Lead singer Rónán Ó Snodaigh has an expressive but limited voice that cannot mask the inane lyrics of his "Tip Toe," the album’s lone song in English. Lines like "Our shadows are still out on the street, My skin still as white as a sheet, Our time is short and fleet, Empty pockets trick or treat, We all need food to eat" seem cobbled from a rhyming dictionary.
Where this album shines is on "Rusty Nails," a three-part track that begins slowly with a Greek-flavored rhythm, kicks into a propulsive blast of Irish fiddle and flute, then reverts to its Greek beginnings. Kíla’s use of dynamics there is captivating, as it is in "Dusty Wine Bottle," where guest Breda Mayock joins Dee Armstrong on some skillfully interlaced fiddling later boosted by pipes, bass guitar, cymbals, and trumpet.

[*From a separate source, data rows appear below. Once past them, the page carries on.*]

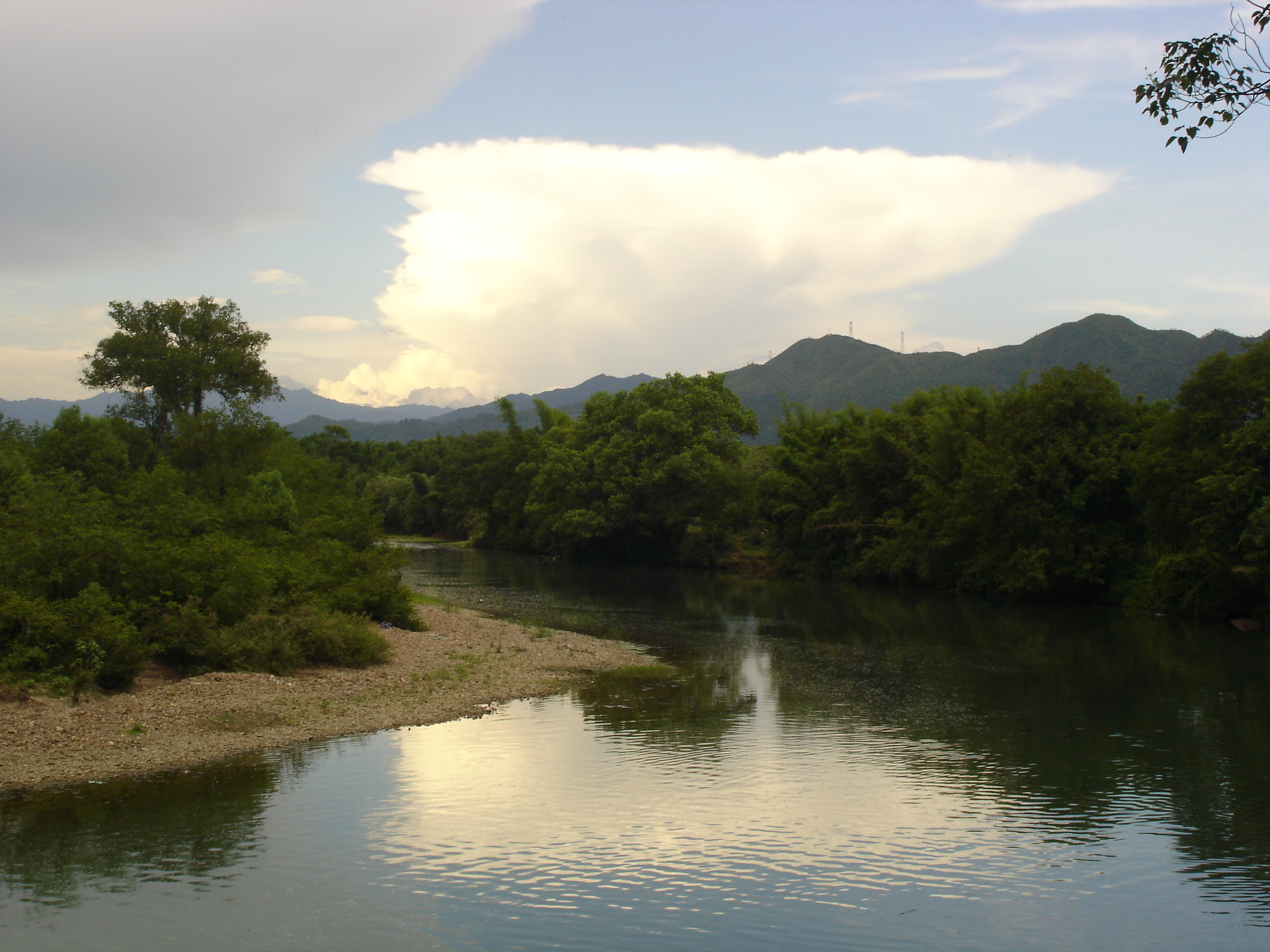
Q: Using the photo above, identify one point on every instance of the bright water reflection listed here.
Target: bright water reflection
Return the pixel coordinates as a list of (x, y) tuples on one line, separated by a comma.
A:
[(828, 770)]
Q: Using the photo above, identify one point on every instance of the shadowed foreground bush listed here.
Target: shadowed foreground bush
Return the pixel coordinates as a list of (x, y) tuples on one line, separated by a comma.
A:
[(272, 644)]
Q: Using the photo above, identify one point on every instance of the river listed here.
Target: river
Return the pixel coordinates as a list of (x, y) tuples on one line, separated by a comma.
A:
[(825, 769)]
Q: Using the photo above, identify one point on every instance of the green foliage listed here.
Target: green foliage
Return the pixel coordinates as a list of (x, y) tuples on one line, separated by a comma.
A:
[(653, 474), (167, 356), (1219, 77), (225, 545), (1204, 490), (830, 372), (1018, 493), (275, 644)]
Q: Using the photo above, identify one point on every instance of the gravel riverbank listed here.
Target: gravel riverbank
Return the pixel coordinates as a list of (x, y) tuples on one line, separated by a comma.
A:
[(460, 668)]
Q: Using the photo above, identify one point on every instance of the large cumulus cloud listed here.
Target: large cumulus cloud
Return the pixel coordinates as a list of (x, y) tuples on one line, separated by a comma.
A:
[(134, 125), (536, 263)]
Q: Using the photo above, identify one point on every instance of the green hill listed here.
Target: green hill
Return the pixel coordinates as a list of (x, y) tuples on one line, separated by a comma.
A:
[(832, 371)]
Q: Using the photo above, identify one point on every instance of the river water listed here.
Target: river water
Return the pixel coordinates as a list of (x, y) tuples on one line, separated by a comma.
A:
[(825, 769)]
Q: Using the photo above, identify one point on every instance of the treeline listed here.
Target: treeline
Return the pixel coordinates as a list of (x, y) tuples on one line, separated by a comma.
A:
[(221, 546), (1059, 489), (649, 475)]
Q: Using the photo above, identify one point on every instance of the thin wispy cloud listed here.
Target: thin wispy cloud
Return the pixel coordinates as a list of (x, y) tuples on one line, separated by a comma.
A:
[(675, 258), (277, 280), (134, 125), (1024, 76)]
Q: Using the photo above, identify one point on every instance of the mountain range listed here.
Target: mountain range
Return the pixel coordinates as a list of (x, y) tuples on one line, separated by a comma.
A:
[(817, 372), (832, 371)]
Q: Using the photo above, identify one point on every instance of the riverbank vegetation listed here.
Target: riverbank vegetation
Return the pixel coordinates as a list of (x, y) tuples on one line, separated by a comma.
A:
[(205, 539), (208, 539)]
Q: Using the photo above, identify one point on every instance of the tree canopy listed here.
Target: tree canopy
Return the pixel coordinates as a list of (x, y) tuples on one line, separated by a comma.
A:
[(1213, 79), (166, 357)]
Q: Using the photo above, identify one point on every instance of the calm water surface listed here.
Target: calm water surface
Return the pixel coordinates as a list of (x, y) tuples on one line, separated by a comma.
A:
[(827, 769)]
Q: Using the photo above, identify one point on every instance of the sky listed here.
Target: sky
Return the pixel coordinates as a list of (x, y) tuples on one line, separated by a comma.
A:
[(445, 201)]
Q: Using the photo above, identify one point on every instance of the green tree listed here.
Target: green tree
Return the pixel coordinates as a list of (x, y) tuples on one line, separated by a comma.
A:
[(646, 475), (1215, 79), (166, 357)]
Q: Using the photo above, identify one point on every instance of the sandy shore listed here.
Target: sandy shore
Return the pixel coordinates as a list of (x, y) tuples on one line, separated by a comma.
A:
[(460, 668)]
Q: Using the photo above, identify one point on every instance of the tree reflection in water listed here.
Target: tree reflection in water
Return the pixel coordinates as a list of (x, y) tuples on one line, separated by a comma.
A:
[(1089, 714), (187, 827)]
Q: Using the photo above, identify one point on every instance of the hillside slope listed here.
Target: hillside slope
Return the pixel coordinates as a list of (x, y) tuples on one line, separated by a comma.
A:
[(832, 371), (471, 419)]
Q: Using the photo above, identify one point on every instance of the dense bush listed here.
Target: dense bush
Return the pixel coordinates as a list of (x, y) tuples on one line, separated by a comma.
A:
[(221, 546), (1024, 491), (1059, 488)]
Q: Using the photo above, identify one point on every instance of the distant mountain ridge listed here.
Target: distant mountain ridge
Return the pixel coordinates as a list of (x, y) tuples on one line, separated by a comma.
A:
[(295, 405), (817, 372), (832, 371)]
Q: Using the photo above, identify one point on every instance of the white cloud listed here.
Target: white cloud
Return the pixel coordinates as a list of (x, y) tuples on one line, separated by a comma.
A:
[(533, 265), (40, 372), (417, 376), (280, 280), (134, 125)]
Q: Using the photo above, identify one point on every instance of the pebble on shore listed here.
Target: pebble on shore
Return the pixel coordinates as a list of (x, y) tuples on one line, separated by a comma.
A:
[(461, 667)]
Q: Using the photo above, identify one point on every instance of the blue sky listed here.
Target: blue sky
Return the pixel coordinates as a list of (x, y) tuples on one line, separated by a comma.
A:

Another praiseworthy track is "The Siege of Carrickfinn International Airport," a two-tune solo showcase for uilleann piper Eoin Dillon, who displays a fine, even mischievous, grasp of ornamentation in the second melody especially.
An audacious, adventurous Irish band blissfully unafraid to experiment, Kíla will certainly get your pulse and feet moving to rhythms Irish and otherwise. They are the direct opposite of a staid group such as Patrick Street. The sum of Kíla is far superior to their parts. Unlike Patrick Street, there are no towering virtuosos here — just competent, free-thinking musicians who enjoy upending the pail of what’s familiar and possible.